Disisi lain, terkait dengan pemberdayaan, pemerintah memang sudah mengupayakan untuk
melakukan pemberdayaan terhadap masyarakat adat , hanya saja pemberdayaan yang dilakukan
belum memiliki standar yang sama antara pusat dan daerah , sehingga program yang dijalankan
belum optimal. Terlebih banyaknya masyarakat adat yang hidup tersebar di wilayah-wilayah yang
sulit dijangkau oleh pemerintah. Upaya pemerintah dapat terlihat pada program pemberdayaan
masyarakat adat dilakukan dalam bentuk penyediaan pangan dan rumah layak huni, kemudahan
akses Pendidikan dan kesehatan., serta Kemandirian melalui program kewirausahaan. Namun
program tersebut tidak terkoordinasi dengan baik serta tidak adanya pemantauan dan evaluasi
secara berkesinambungan , sehingga tidak dapat diukur tingkat keberhasilan dari program tersebut.
Untuk itu, sekali lagi ditekankan bahwa masyarakat adat butuh peraturan tentang pengakuan dan
perlindungan masyarakat adat sehingga hak-hak mereka akan Pendidikan, kesehatan , sosial dan
ekonomi ditangani dengan serius oleh pemerintah.

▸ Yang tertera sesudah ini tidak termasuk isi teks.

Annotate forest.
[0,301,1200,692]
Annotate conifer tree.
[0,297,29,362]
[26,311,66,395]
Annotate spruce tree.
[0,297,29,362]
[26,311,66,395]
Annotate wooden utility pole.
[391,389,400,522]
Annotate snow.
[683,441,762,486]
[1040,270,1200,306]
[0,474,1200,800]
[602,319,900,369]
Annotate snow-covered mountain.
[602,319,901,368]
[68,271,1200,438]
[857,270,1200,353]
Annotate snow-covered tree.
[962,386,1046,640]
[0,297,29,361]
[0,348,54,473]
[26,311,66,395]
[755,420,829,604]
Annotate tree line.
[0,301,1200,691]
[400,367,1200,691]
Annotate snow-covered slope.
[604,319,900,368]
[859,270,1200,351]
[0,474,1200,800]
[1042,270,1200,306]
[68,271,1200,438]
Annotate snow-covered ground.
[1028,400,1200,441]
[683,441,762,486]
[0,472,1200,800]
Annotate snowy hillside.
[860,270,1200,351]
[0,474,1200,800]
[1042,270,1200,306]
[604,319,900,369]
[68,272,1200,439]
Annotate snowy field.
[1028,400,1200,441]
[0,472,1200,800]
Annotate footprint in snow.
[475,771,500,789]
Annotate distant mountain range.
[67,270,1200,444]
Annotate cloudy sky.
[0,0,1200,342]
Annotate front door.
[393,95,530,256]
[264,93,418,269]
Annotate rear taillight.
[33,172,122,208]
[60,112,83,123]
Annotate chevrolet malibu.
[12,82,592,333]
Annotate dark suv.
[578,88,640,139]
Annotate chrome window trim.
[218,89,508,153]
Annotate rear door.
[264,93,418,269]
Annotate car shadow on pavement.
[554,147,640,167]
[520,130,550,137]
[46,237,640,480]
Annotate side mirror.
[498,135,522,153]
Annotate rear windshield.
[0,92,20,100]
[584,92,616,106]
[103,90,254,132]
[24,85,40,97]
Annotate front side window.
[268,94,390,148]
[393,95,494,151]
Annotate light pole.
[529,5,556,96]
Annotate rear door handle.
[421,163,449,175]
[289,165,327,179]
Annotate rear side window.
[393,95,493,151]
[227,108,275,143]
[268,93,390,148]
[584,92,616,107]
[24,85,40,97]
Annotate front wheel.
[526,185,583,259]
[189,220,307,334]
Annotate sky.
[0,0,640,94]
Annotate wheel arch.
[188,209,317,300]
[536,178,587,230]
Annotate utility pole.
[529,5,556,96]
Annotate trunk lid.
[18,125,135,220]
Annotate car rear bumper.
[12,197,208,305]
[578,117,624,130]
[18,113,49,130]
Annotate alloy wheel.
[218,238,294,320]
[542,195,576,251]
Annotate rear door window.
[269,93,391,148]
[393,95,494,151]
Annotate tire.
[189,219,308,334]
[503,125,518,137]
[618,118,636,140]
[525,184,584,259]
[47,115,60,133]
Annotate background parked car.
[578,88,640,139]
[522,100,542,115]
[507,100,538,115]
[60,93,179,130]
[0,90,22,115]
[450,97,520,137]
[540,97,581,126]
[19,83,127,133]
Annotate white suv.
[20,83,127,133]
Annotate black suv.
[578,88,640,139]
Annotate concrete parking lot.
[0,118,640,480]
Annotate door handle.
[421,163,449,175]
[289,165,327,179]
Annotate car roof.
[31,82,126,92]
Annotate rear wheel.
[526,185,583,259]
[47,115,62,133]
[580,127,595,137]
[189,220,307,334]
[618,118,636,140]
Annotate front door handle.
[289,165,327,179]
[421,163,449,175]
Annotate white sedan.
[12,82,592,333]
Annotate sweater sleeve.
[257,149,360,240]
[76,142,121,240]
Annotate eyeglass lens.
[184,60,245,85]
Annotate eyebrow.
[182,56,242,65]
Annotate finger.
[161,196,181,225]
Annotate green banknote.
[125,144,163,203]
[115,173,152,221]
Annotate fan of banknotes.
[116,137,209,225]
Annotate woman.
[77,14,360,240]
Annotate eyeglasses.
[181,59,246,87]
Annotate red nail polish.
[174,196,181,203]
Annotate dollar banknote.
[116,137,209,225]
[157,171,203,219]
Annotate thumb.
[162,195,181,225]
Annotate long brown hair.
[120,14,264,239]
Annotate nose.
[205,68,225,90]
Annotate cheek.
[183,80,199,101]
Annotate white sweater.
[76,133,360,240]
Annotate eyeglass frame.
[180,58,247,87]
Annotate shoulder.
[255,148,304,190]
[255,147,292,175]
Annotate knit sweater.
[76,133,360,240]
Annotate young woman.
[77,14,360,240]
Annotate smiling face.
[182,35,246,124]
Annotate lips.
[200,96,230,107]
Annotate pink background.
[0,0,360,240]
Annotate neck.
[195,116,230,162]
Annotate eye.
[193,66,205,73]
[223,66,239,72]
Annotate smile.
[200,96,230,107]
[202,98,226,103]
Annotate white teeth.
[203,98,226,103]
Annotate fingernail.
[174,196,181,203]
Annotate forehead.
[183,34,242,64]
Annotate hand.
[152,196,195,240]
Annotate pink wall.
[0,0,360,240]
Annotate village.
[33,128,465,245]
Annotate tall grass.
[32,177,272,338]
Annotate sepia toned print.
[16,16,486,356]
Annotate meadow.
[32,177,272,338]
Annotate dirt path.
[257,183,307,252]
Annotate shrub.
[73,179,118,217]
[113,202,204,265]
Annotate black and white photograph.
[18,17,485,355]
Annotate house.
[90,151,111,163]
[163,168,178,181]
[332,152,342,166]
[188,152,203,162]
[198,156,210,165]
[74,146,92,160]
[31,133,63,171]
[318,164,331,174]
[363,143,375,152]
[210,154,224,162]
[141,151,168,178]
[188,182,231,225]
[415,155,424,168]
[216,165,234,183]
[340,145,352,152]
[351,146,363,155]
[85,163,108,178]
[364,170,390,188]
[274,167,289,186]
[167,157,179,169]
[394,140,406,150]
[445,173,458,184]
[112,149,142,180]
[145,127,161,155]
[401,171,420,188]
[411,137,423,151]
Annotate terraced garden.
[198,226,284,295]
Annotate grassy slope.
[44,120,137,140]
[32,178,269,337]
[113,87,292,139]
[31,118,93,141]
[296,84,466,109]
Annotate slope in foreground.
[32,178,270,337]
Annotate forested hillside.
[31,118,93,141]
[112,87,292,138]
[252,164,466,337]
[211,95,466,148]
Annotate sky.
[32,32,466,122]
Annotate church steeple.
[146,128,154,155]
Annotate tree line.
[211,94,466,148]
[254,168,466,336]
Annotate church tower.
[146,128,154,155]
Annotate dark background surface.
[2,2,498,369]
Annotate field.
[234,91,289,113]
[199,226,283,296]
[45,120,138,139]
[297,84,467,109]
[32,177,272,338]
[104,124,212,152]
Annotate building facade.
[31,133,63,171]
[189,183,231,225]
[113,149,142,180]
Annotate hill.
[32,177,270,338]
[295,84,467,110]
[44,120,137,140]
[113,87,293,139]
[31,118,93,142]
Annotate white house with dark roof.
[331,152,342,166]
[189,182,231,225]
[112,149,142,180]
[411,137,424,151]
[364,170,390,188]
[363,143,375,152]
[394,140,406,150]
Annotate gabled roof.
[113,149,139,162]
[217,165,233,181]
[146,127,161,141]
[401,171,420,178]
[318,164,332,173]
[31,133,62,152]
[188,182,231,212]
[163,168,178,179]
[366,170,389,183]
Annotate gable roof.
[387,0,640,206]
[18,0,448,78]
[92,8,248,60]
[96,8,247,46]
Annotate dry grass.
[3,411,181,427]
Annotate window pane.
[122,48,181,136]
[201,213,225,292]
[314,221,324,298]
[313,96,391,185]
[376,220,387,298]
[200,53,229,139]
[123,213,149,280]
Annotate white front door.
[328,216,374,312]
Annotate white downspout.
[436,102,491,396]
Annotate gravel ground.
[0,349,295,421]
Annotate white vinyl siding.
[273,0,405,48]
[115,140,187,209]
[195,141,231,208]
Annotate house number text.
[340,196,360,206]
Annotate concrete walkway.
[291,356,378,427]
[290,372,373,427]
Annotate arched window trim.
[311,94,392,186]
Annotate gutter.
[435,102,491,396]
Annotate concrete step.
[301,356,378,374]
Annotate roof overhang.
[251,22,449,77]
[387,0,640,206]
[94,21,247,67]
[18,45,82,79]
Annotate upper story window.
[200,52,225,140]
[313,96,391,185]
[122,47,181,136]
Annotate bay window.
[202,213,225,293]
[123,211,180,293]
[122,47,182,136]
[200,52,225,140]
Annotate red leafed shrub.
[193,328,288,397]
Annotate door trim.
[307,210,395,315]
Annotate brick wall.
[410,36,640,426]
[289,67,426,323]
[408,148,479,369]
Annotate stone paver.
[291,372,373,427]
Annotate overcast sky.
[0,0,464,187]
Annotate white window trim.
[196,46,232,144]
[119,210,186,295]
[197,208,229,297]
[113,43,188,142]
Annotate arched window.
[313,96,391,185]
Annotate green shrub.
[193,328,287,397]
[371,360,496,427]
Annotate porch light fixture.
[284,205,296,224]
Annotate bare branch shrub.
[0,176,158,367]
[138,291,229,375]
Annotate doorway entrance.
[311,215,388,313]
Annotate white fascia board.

Ada beberapa prinsip yang penting untuk dimasukkan ke dalam RUU pengakuan dan perlindungan
masyarakat adat yaitu,

1. Prinsip partisipasi

Dilibatkannya masyarakat adat dalam setiap tahapan-tahapan pengakuan dan perlindungan hak-
hak mereka.

2. Prinsip Keadilan

Memperlakukan masyarakat dengan adil. Terutama pada proses peradilan yang harus dilakukan
dengan jujur dan tegas tanpa membeda-bedakan masyarakat adat dengan masyarakat lainnya.
3. Prinsip Transparansi

Tidak menutup-nutupi informasi yang berkaitan dengan rencana, pelaksanaan dan evaluasi
terhadap program yang berkaitan dengan hak-hak masyarakat adat.

4. Prinsip kesetaraan

Mayoritas masyarakat adat tidak memiliki jenjang Pendidikan formal, kemampuan Bahasa
terbatas, keterampilan akan teknologi yang juga minim. Berbeda halnya dengan masyarakat kota
yang sudah memiliki Pendidikan tinggi, dan penguasaan yang baik terhadap teknolohi.
Ketimpangan ini hanya dapat diatasi oleh pemerintah. Oleh sebab itu pemerintah diharapkan untuk
tidak mendiskriminasi masyarakat adat.

5. Penghormatan terhadap HAM

Setiap masyarakat baik masyarakat adat maupun warga negara lainnya wajib hukumnya untuk
dipenuhi hak asas manusia. Hal ini sudah tertera pada UUD 1945 sebelum dan sesudah
amandemen. Prinsip kemanusiaan yang adil dan beradab harus dimaknai dan dipahami.